Express gratitude for the place in which I dwell. This one should be interesting at the least. I haven't been overly grateful for this town.
(If you are anal retentively (is that how to say it?) checking the list of things I am supposed to write about you will notice that I have skipped some. I did this because I have now written two back to back on family and the topic for me needed a bit of a breather. I’ll come back to it. Or not. )
Back to the post at hand. When I was in university I had the opportunity to plan a speaker’s series. One of the people who we hosted was a woman named Wanda Urbanska. She had written a book about her experience with her husband in which they moved to rural Virginia to take over a family orchard. The book was all about moving to a small town and I thought it was remarkable. I wanted to do it. More accurately, I THOUGHT I wanted to do it. What I really wanted was to be a Harvard educated, daughter of a wealthy family, editor of magazines and newspapers who had the option of moving to the family orchard, dedicate all my time to writing books and get paid to go on speaking engagements. That is not the same as living in a small town.

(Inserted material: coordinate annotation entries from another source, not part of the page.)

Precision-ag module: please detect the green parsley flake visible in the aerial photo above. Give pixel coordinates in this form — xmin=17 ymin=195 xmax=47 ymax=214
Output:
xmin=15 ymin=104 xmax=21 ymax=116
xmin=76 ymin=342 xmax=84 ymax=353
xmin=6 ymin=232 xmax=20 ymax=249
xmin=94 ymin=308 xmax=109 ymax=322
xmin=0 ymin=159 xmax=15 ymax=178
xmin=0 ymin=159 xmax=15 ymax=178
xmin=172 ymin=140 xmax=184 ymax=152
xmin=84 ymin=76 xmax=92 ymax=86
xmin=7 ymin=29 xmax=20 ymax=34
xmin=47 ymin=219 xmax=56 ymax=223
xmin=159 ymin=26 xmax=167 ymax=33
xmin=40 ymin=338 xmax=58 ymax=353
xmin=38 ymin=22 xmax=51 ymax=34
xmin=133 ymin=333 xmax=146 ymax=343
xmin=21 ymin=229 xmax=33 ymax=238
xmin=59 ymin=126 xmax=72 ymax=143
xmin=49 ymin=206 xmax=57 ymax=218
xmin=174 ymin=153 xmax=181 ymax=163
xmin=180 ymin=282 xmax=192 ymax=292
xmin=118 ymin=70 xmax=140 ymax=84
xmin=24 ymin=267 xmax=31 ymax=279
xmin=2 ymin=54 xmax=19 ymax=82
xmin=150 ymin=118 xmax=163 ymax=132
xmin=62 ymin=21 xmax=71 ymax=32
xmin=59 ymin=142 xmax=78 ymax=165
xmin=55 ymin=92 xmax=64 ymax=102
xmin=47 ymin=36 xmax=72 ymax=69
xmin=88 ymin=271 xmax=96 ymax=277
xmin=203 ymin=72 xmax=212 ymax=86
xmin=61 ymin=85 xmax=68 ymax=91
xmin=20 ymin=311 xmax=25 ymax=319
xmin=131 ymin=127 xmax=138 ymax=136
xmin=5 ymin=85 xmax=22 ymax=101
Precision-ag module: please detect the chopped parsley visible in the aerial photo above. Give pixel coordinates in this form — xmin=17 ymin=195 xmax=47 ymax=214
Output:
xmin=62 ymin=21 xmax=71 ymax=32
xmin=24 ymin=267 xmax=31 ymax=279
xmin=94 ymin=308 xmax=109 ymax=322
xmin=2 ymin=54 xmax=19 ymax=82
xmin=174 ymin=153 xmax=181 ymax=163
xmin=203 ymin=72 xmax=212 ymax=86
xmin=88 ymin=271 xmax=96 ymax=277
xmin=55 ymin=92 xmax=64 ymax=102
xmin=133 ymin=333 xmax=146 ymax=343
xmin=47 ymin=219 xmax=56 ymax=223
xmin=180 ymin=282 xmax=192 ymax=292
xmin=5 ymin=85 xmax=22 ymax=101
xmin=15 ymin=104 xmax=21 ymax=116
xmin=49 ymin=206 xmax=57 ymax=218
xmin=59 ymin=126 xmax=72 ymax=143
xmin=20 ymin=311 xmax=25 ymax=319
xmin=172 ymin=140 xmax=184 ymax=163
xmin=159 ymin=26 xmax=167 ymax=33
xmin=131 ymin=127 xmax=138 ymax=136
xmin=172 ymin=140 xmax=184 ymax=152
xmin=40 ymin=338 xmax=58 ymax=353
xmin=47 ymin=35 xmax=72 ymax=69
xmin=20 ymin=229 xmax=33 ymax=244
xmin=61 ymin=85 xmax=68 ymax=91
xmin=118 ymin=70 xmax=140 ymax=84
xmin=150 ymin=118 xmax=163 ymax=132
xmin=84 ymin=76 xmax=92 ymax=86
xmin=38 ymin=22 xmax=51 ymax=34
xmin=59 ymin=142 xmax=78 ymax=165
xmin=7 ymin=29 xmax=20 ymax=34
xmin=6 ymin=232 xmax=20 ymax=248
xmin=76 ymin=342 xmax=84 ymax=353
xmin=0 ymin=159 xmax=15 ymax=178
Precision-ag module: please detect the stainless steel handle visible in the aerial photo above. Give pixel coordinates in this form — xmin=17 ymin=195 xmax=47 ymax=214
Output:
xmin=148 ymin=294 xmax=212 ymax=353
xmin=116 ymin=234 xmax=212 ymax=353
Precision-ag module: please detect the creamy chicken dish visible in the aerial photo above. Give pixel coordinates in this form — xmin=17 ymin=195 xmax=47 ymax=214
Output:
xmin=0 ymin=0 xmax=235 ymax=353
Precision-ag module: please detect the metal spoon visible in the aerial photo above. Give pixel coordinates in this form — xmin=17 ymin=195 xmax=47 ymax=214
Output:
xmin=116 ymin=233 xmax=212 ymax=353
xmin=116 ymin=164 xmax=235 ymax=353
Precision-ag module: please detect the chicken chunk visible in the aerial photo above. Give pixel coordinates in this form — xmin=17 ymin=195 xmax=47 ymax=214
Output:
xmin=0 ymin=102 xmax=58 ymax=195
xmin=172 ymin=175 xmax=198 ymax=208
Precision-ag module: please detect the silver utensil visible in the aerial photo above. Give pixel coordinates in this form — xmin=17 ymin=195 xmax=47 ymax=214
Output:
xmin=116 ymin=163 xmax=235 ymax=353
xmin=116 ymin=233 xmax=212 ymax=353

I have lived in predominantly Urban settings for most of my life. I love cities. Most recently we lived in Ogden and we only moved from there because of immigration laws which prevented same sex couples with partners from foreign countries to apply for any legal status in the United States. I would not be sad if we had stayed there. But, we came to Canada and in a very “round about” way we ended up living in this small Northern town in Alberta. My experience with it overall has not been a great one. As a result of this post I am re-assessing, and lucky you, you get to follow along with it!
Here is what I like about where we live and by extension, what I am grateful for.
1) We live on an acreage. Living in the country without very close neighbours is something I adjusted to very quickly (in spite of being resistant) and I doubt I could revert back to living in a suburb or city. I don't like crowds or lots of traffic and having neighbours knowing what I'm cooking on my barbecue or if I'm home from work etc. Etc.
2) My drive to work is without traffic, traffic lights, and usually without delays of any kind, other than the occasional moose or combine in the road. I love the calm time back and forth to work.
3) My kids have had an excellent experience in school. Max has had the best experience of them all so far - and it hasn’t been without some difficulties - but the school and the two principals we have had are great. Max had a grade one teacher that was brilliant and his teacher this year is doing excellent things with him. The aides have done things with the kids like sending home Mother's Day cards for both Shel and I. We have felt acknowledged and accepted as an "alternative" family by the school with few exceptions.
4) There is a library here and getting a book, even if they have to order it in, is fairly easy.
5) I have met some wonderful people. My position in the restorative justice program in particular has been significantly positive in terms of the connections I have made. I am surrounded in this program by remarkable supportive and uplifting women.
Here is what I don’t like about where we live.
1) It is a small, conservative area. Shel and I have been out to eat where we were not waited on and the serving staff completely ignored us because we are lesbian.
2) Being small and conservative there are no gay and lesbian resources, certainly no other out lesbian or gay couples, and no opportunities to participate in any gay/lesbian activities or groups or social activities.
3) I am way, way , WAY too far from my family and my friends.
4) There is no movie theater. We used to go to movies weekly and love the theater experience. There is no movie theater anywhere close enough to be worth visiting. I don’t want to drive for almost two hours to get home after going to a movie.
5) There is no book store in this community. Most of our expendable income prior to moving here was spent on books. I love browsing in bookstores. Living so far away from a bookstore means that when we DO travel somewhere there is one, we have many other things on our list to accomplish and we don’t have the time to spend browsing.
6) There are very few restaurants and no ethnic food restaurants in this town.
7) There are limited cultural activities for us to participate in either individually or as a family.
8) In order to do anything, we have to drive.
9) Trying to get any services – like plumbers, electricians, contractors, and so forth is difficult. Much of the employment in this area is driven by oil and the journeymen are kept very busy with work that is more time consuming and more lucrative than coming out to my house to get toys out of my drain would be for them.
10) There is no competition when it comes to businesses and so things are expensive. People can afford to charge what they want for items they bring into the community.
11) I was going to write that it is difficult to make friends here, but to be honest I don’t think that is entirely the responsibility of the community. I do know that others who have moved here have had difficulty making friends, but I have to admit that I am a hard nut when it comes to that anyway so I bear SOME responsibility. It has taken me longer than anywhere else I have ever lived to make decent friends . People here have been more openly mean to us than we have experienced before and we've been horribly betrayed by people we DID trust which has made me dislike the place even more. But I have met some amazing people who have impacted my life deeply and whom I genuinely love.
Overall my list of reasons for disliking this community are greater than my list of what I am grateful for. I knew this to be true when I started out on this little venture but didn’t realize the difference was quite so stark. In the end, and what I have maintained for some time, is that as long as this is a good community for us to raise our children in we will remain here. For now that is the case, and so I guess I am grateful that I live in a place where it is great to raise kids.